Cybenko Universal Approximation Theorem Lemma 1

219 Views Asked by At

I am having difficulty understanding one of the steps in the proof of Lemma 1 of the Cybenko Universal Approximation Theorem.

Cybenko defines a sigmoidal function as $\sigma:\mathbb{R}\rightarrow\mathbb{R}$ such that

  1. $\displaystyle\lim_{t\rightarrow\infty}\sigma(t)=1$
  2. $\displaystyle \lim_{t\rightarrow-\infty}\sigma(t)=0$

He also uses $I_n=[0.1]^n$ and $M(I_n)=\{\mu:\mu\text{ is a regular, finite, signed Borel measure} \}.$ He also includes the definition of a discriminatory function.

Lemma 1. Any bounded, measurable sigmoidal function, $\sigma$, is discriminatory.

The proof proceeds as follows:

Let $x,y\in\mathbb{R}^n$ and $b,\varphi\in \mathbb{R}$. Define for each $\lambda\in\mathbb{R}$: $$\sigma_\lambda(x)=\sigma(\lambda(\langle x,y\rangle+b)+\varphi)$$

Then we have three cases:

Case 1. $\langle x,y\rangle+b=0$. Then,

$\displaystyle\lim_{\lambda\rightarrow\infty} \sigma_\lambda(x)=\sigma(\varphi)$

Case 2. $\langle x,y\rangle+b<0$.

$\displaystyle\lim_{\lambda\rightarrow\infty} \sigma_\lambda(x)=0$

Case 3. $\langle x,y\rangle+b>0$.

$\displaystyle\lim_{\lambda\rightarrow\infty} \sigma_\lambda(x)=1$

Define $\gamma:\mathbb{R}\rightarrow\mathbb{R}$ by

$\gamma(x)=\begin{cases} 0, & \langle x,y\rangle+b<0\\ 1, & \langle x,y\rangle+b>0 & \\ \sigma(\varphi), & \langle x,y\rangle+b=0 \end{cases}$

Then we have $$\lim_{\lambda\rightarrow\infty} \sigma_\lambda(x)=\gamma(x)$$ So the family $\{\sigma_\lambda:\lambda\in\mathbb{R}\}$ converges pointwise to $\gamma$ and each $\sigma_\lambda$ is bounded.

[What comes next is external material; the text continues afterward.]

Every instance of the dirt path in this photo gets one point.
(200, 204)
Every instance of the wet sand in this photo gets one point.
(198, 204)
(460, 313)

Let $\mu\in M(I_n)$. Then we can apply the Lesbegue Bounded Convergence Theorem to obtain: $$\lim_{\lambda\rightarrow \infty}\int_{I_n} \sigma_\lambda(x)d\mu(x) = \int_{I_n} \gamma(x)d\mu(x)$$

Note that here in Cybenko's paper, he erroneously writes that: $$\int_{I_n} \sigma_\lambda(x)d\mu(x) = \int_{I_n} \gamma(x)d\mu(x)$$ I believe in this case he just left off the limit. Moving past this typo, however, he concludes that $$0=\int_{I_n} \sigma_\lambda(x)d\mu(x)$$

My question is what is the justification for this step? That is, why is the integral equal to 0?

1

There are 1 best solutions below

0
On BEST ANSWER

This is by assumption. The definition of $\sigma$ discriminatory is that for every $\mu\in M(I_n)$, $$\left[(\forall y)( \forall b) \int_{I_n} \sigma(\langle x,y\rangle +b)d\mu(x)=0\right]\Rightarrow \mu=0$$ So we assume that $\int_{I_n} \sigma(\langle x,y\rangle +b)d\mu(x)=0$ for each $y\in \mathbb{R^n}$ and $b\in\mathbb{R}$.

Notice that $$\sigma_\lambda(x)=\sigma(\langle x, \lambda y\rangle+(\lambda b+\varphi)).$$ So this is a particular case of the assumption.